Ben Farmer, author of the forthcoming debut novel Evangeline, will appear on the Virginia Festival of Book in Charlotttesville on Friday, March 19. Ben will participate in a panel discussion ("True Stories of Fact and Fiction") at the Central JRML Library at 2pm.
Inspired by Longfellow's eponymously titled epic poem, Ben Farmer's Evangeline is both a sweeping love story and harrowing journey from Nova Scotia in Canada to New Orleans in pre-revolutionary America. As the British drove the French out of mid-eighteenth century Acadia (present-day Nova Scotia), the beautiful seventeen-year-old Evangeline Bellefontaine is torn by British soldiers from her fiancé, Gabriel Lajeunesse, on the eve of their wedding. Heartbroken but determined, Evangeline—along with illegal trapper Bernard Arseneau and priest Felician Abadie—sets out on an extraordinary ten-year journey to the French-Spanish colony of Louisiana to seek her long-lost love.
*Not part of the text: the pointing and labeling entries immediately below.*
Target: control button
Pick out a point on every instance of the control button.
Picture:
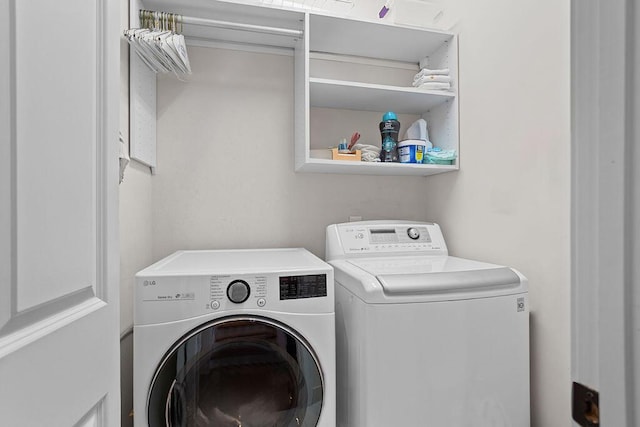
(238, 291)
(413, 233)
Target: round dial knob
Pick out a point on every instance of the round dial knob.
(238, 291)
(413, 233)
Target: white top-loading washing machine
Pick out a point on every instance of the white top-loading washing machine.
(423, 338)
(235, 338)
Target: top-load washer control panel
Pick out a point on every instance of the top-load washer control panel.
(372, 238)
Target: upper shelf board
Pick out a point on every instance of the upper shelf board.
(371, 97)
(372, 39)
(372, 168)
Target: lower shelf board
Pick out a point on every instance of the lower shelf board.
(372, 168)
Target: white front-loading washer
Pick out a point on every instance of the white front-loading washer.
(235, 338)
(423, 338)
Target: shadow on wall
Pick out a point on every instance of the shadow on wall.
(126, 378)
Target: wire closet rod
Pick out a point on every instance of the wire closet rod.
(233, 25)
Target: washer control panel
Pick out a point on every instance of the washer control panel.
(237, 290)
(386, 237)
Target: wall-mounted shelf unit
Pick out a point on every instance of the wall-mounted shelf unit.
(348, 72)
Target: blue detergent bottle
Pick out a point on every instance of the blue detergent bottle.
(389, 130)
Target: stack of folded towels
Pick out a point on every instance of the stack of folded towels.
(432, 79)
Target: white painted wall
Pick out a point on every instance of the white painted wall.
(226, 180)
(225, 163)
(135, 230)
(509, 203)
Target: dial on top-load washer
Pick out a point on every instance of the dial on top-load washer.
(235, 338)
(423, 338)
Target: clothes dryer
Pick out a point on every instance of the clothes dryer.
(235, 338)
(424, 338)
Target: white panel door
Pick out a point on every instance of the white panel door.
(59, 346)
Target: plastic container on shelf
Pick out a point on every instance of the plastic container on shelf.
(411, 150)
(438, 156)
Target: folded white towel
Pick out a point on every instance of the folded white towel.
(428, 72)
(432, 79)
(434, 86)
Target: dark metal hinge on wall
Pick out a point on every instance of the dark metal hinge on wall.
(585, 408)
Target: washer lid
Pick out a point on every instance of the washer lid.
(406, 279)
(412, 284)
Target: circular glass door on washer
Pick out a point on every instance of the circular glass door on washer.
(238, 372)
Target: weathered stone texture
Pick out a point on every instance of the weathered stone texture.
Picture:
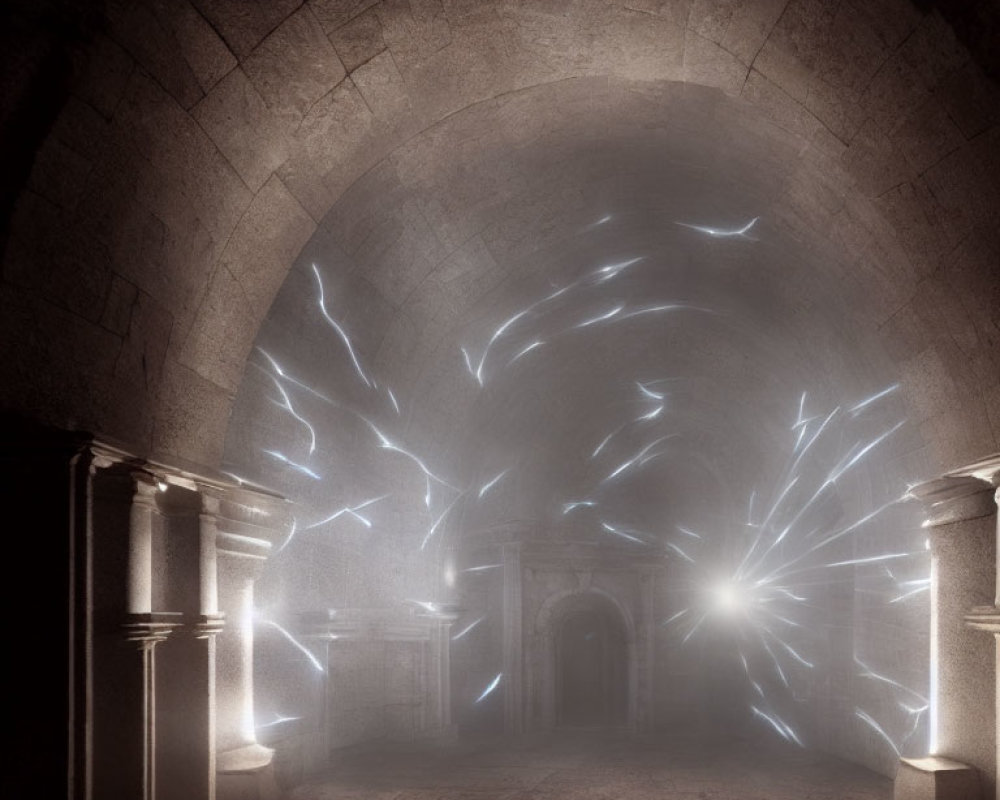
(249, 135)
(359, 41)
(244, 24)
(294, 66)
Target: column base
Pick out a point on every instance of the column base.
(936, 778)
(246, 773)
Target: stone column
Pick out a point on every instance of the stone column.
(962, 536)
(438, 699)
(987, 618)
(641, 697)
(143, 627)
(513, 642)
(247, 526)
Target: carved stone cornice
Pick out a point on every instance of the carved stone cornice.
(984, 618)
(150, 629)
(954, 498)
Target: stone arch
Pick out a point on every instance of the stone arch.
(204, 143)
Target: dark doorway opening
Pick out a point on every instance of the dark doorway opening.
(591, 669)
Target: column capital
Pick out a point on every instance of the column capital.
(954, 498)
(208, 625)
(984, 618)
(150, 629)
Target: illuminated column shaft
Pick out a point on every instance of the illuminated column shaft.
(962, 533)
(512, 639)
(243, 543)
(140, 626)
(439, 688)
(140, 546)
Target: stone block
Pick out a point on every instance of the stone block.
(244, 25)
(972, 99)
(59, 173)
(382, 87)
(359, 41)
(707, 64)
(186, 178)
(335, 137)
(265, 242)
(676, 12)
(933, 51)
(749, 27)
(636, 46)
(414, 29)
(203, 49)
(136, 27)
(191, 415)
(779, 107)
(334, 14)
(710, 18)
(893, 94)
(874, 162)
(294, 66)
(117, 312)
(835, 109)
(254, 140)
(928, 135)
(140, 360)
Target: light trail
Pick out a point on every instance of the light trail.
(340, 331)
(467, 628)
(600, 317)
(286, 404)
(291, 535)
(301, 647)
(351, 511)
(491, 483)
(575, 504)
(438, 521)
(280, 719)
(877, 728)
(282, 374)
(489, 689)
(877, 396)
(292, 464)
(720, 232)
(621, 533)
(387, 444)
(638, 458)
(649, 392)
(524, 351)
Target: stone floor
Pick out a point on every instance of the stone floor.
(595, 766)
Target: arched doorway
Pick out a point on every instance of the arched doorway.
(591, 665)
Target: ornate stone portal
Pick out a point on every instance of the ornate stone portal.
(547, 588)
(963, 533)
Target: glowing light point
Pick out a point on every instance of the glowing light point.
(489, 689)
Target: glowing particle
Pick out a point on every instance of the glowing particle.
(489, 689)
(720, 232)
(340, 331)
(491, 483)
(305, 650)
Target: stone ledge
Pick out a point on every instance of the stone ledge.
(936, 778)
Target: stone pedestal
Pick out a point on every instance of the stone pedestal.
(141, 600)
(963, 534)
(935, 778)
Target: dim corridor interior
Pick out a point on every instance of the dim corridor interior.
(594, 765)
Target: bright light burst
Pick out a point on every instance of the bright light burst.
(768, 578)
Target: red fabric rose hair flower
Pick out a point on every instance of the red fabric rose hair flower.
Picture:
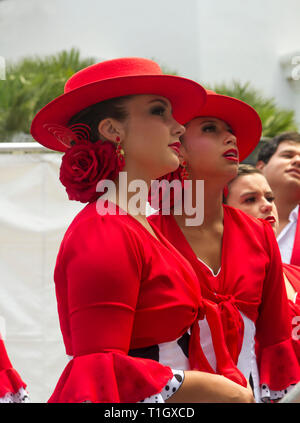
(84, 165)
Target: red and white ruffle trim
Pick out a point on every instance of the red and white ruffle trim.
(21, 396)
(110, 377)
(278, 366)
(10, 383)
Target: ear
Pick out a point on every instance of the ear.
(260, 165)
(182, 154)
(110, 129)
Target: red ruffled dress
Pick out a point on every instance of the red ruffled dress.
(292, 272)
(250, 293)
(120, 292)
(12, 387)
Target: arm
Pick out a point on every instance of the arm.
(97, 277)
(206, 387)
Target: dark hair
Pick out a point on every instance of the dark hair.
(269, 147)
(92, 115)
(243, 169)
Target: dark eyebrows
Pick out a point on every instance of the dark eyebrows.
(289, 151)
(215, 122)
(160, 100)
(248, 193)
(255, 193)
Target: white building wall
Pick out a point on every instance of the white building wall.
(211, 41)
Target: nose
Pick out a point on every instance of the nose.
(296, 160)
(230, 138)
(177, 128)
(266, 206)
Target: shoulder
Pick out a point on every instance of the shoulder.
(241, 217)
(92, 229)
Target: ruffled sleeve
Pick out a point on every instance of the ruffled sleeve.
(98, 277)
(10, 381)
(277, 362)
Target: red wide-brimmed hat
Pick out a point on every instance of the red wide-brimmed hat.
(242, 118)
(111, 79)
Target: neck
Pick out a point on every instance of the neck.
(285, 203)
(211, 205)
(130, 194)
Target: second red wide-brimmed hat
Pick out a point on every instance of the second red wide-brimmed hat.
(242, 118)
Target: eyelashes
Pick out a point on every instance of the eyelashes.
(251, 200)
(214, 128)
(158, 110)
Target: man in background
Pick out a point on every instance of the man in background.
(279, 160)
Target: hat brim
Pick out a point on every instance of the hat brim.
(242, 118)
(186, 97)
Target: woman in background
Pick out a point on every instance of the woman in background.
(250, 192)
(235, 256)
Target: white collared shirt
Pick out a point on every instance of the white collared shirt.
(286, 237)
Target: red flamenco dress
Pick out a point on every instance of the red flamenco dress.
(292, 273)
(250, 294)
(125, 300)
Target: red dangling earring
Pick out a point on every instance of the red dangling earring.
(183, 173)
(120, 154)
(225, 191)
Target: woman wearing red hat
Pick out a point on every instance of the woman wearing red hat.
(236, 257)
(250, 192)
(12, 387)
(126, 297)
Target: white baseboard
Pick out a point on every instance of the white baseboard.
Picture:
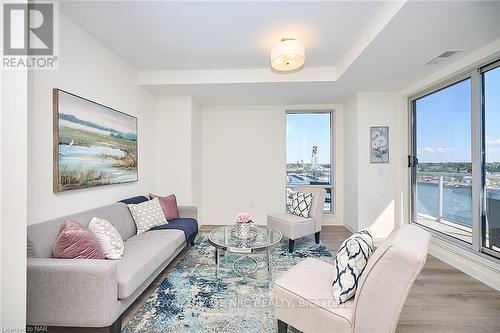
(480, 268)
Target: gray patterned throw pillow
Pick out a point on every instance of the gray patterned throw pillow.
(350, 262)
(147, 215)
(301, 204)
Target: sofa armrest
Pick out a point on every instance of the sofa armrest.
(188, 212)
(71, 292)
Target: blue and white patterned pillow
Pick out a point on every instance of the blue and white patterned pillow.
(350, 262)
(301, 204)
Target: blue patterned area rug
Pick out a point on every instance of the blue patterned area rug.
(191, 299)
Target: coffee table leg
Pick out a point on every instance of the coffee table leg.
(269, 265)
(217, 261)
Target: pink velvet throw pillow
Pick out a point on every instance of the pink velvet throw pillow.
(168, 205)
(75, 241)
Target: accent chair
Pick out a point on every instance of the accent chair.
(293, 226)
(304, 299)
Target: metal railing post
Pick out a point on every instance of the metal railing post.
(440, 197)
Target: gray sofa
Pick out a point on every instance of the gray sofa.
(95, 293)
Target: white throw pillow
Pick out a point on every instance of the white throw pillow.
(301, 204)
(109, 238)
(147, 215)
(350, 262)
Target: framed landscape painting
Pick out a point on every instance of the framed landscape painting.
(94, 145)
(379, 144)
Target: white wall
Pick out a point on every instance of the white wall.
(243, 158)
(377, 182)
(350, 163)
(178, 150)
(370, 191)
(243, 161)
(88, 69)
(13, 199)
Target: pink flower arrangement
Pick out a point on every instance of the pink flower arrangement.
(243, 218)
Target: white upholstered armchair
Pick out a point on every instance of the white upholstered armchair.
(293, 226)
(304, 299)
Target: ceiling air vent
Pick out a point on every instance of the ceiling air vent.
(446, 55)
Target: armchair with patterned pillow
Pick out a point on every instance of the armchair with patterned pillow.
(303, 221)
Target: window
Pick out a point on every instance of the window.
(309, 152)
(455, 159)
(443, 184)
(491, 143)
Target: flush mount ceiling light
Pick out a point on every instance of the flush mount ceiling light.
(288, 55)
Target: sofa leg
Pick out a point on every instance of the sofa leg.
(116, 327)
(282, 327)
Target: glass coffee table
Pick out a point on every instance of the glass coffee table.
(262, 239)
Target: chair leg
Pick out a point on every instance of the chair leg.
(116, 327)
(282, 327)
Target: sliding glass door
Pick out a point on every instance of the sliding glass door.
(443, 182)
(491, 126)
(455, 159)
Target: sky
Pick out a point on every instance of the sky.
(444, 122)
(305, 130)
(103, 116)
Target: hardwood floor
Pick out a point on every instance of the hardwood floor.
(442, 300)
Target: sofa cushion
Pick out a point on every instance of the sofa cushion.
(305, 301)
(292, 226)
(134, 200)
(41, 236)
(301, 204)
(144, 254)
(169, 206)
(75, 241)
(110, 240)
(350, 262)
(147, 215)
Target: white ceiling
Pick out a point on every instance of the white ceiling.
(371, 46)
(220, 35)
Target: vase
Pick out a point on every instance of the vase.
(244, 230)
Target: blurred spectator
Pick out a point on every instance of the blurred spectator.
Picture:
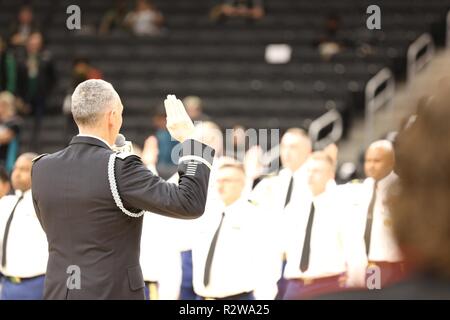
(145, 19)
(419, 200)
(25, 25)
(8, 71)
(36, 78)
(82, 70)
(249, 9)
(9, 131)
(114, 19)
(194, 108)
(236, 144)
(5, 185)
(165, 143)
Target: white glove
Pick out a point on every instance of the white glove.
(179, 123)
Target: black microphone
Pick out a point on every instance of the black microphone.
(121, 145)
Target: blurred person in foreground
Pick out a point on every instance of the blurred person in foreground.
(92, 210)
(5, 184)
(232, 248)
(419, 200)
(24, 245)
(374, 245)
(316, 261)
(279, 192)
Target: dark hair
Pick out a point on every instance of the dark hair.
(4, 176)
(419, 201)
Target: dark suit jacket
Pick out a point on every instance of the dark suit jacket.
(86, 229)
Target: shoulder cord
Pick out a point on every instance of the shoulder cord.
(115, 191)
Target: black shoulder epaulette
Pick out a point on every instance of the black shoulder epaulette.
(124, 155)
(39, 157)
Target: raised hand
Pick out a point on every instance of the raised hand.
(179, 123)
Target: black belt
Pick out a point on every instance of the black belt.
(239, 296)
(17, 280)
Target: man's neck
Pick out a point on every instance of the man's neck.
(95, 135)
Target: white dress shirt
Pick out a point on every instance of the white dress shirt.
(95, 137)
(383, 246)
(160, 260)
(27, 247)
(241, 257)
(327, 256)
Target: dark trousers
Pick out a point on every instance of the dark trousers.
(25, 289)
(240, 296)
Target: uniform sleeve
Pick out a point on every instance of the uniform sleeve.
(140, 189)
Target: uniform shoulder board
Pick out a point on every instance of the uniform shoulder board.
(124, 155)
(39, 157)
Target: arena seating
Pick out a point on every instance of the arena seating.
(224, 64)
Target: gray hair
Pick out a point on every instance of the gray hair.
(382, 144)
(90, 100)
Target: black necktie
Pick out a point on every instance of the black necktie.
(212, 248)
(289, 193)
(304, 261)
(5, 235)
(369, 219)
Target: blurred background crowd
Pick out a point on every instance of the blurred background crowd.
(322, 223)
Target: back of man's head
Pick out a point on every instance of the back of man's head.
(90, 100)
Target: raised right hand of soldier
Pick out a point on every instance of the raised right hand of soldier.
(179, 123)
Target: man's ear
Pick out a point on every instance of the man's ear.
(111, 115)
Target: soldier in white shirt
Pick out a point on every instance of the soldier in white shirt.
(277, 193)
(373, 245)
(316, 262)
(24, 248)
(186, 230)
(231, 252)
(160, 260)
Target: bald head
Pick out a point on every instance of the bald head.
(295, 148)
(379, 160)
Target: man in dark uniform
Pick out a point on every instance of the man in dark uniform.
(89, 198)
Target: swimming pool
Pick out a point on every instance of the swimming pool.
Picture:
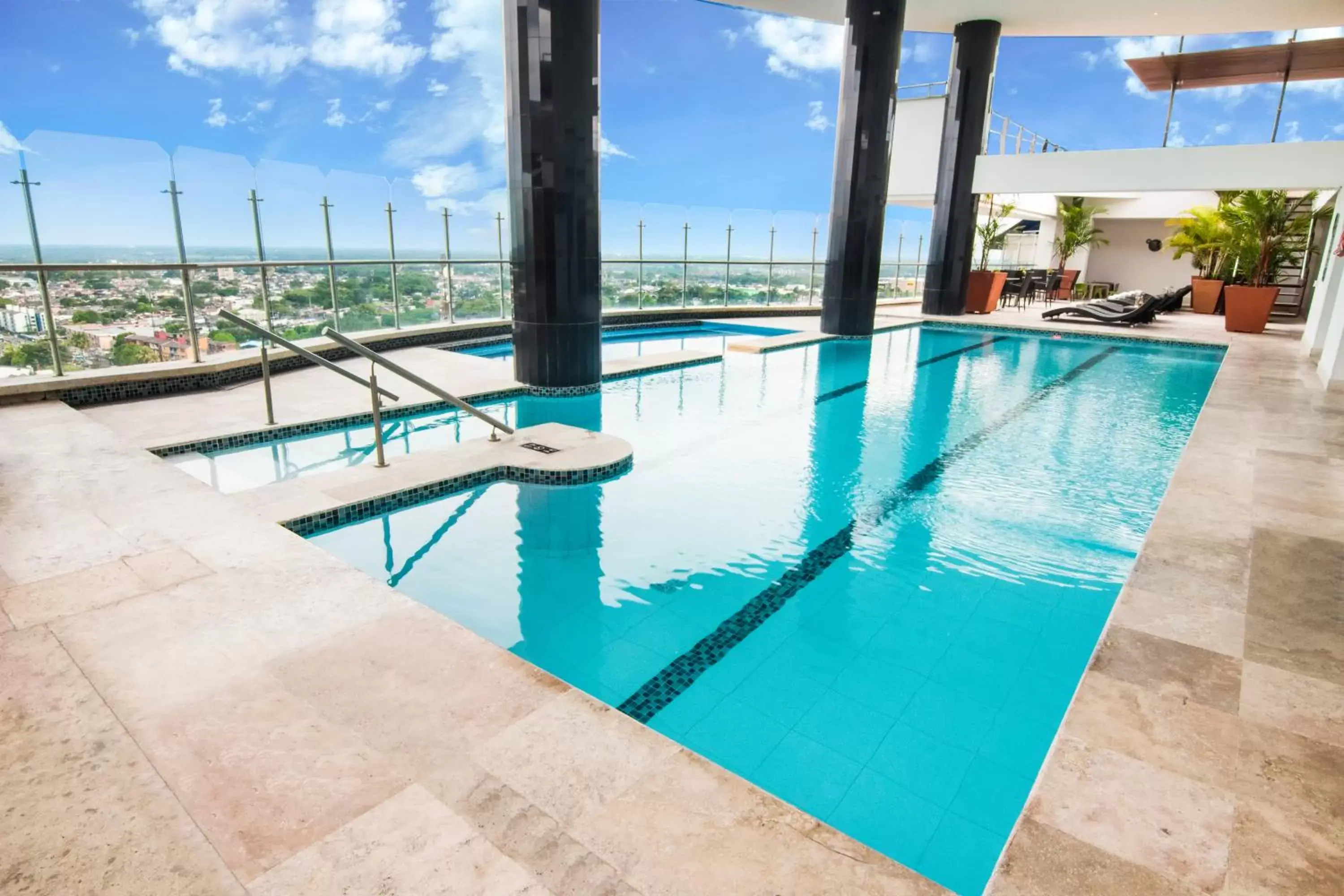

Evangeline’s epic quest to find Gabriel brings her and her companions across North America’s colonial wilderness, through the French and Indian War, and into New Orleans’ rebellion against
Spanish rule. As they travel from Grand Pre, Nova Scotia in 1755 through Maryland, South Carolina, and eventually down into and through the swamps of Louisiana in 1769, it is the strengths and failings of Ben Farmer’s marvelously drawn characters that drive this grand tale, as they face adversity in a world of exile and war.
Henry Wadsworth Longfellow published “Evangeline: A Tale of Acadie” in 1847 and it remains his most popular and enduring work. While author Ben Farmer faithfully incorporates the essential elements of the epic poem, Evangeline, the novel, emerges as magnificent work of narrative fiction - artfully blending history, romance, adventure with an unforgettable character portraits. It is truly a singular achievement - rich in detail and panoramic in scope.